Unterhaltung soll von Corona ablenken
Doch auch Unterhaltung und Erholung sind wichtige Aspekte der Mediennutzung in Pandemiezeiten. So erwarten 61 Prozent der Befragten und insbesondere Menschen in systemrelevanten Berufen von den Öffentlich-Rechtlichen, dass sie Inhalte bieten, bei denen die Zuschauerinnen und Zuschauer zur Ruhe kommen und entspannen können. 74 Prozent von ihnen sagen, sie seien froh, beim Schauen von Serien und Filmen nicht an die alltäglichen Corona-Einschränkungen erinnert zu werden.
Die Gruppe der Zweiflerinnen und Zweifler (15 Prozent der Befragten), also Menschen, die an den Maßnahmen der Bundesregierung oder an dem kommunizierten Ausmaß der Pandemie zweifeln, blicken dagegen sehr differenziert auf das ZDF: Während sie das Informationsangebot des ZDF durchaus nutzen, hinterfragen sie es zugleich. Gleichzeitig werden gerade fiktionale Angebote, wie beispielsweise das Montagskino, aber auch deutsche Produktionen als gern gesehene Auszeit vom Corona-Alltag angenommen. Bei denjenigen, die durch Corona in Kurzarbeit sind oder gar arbeitslos geworden sind, kommt den Reportagen eine vergleichsweise hohe Bedeutung zu. Info-Magazine am Tag dienen als Strukturgeber, Reportagen am Abend bringen auf andere Gedanken.

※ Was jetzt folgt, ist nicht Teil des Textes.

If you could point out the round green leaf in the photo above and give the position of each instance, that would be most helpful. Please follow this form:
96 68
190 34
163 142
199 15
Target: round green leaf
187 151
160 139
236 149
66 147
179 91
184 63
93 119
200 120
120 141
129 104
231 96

Bitte keine Filme und Serien mit Corona-Inhalt
ZDF-Intendant Thomas Bellut sagte, "die Studie belegt die Relevanz des öffentlich-rechtlichen Rundfunks in der Coronakrise und zeigt, wie wichtig die Programmvielfalt des ZDF für die Gesellschaft ist. Denn mit unserem differenzierten Angebot können wir die unterschiedlichen Zielgruppen mit ihren ganz besonderen Bedürfnissen erreichen und gleichzeitig die verschiedenen Perspektiven zusammenzuführen."
Und auch gehört ins Portfolio der Erkenntnisse. Nur eine Minderheit (22 Prozent) will Filme und Serien gezeigt bekommen, die sich mit den unterschiedlichen Auswirkungen der Corona-Pandemie beschäftigen. 47 Prozent lehnen das ab, 31 Prozent sagten teils/teils. Es gibt für die Fernsehzuschauer eine Zeit für die Corona-Information und eine Zeit für Unterhaltung, die frei von der Pandemie sein sollte.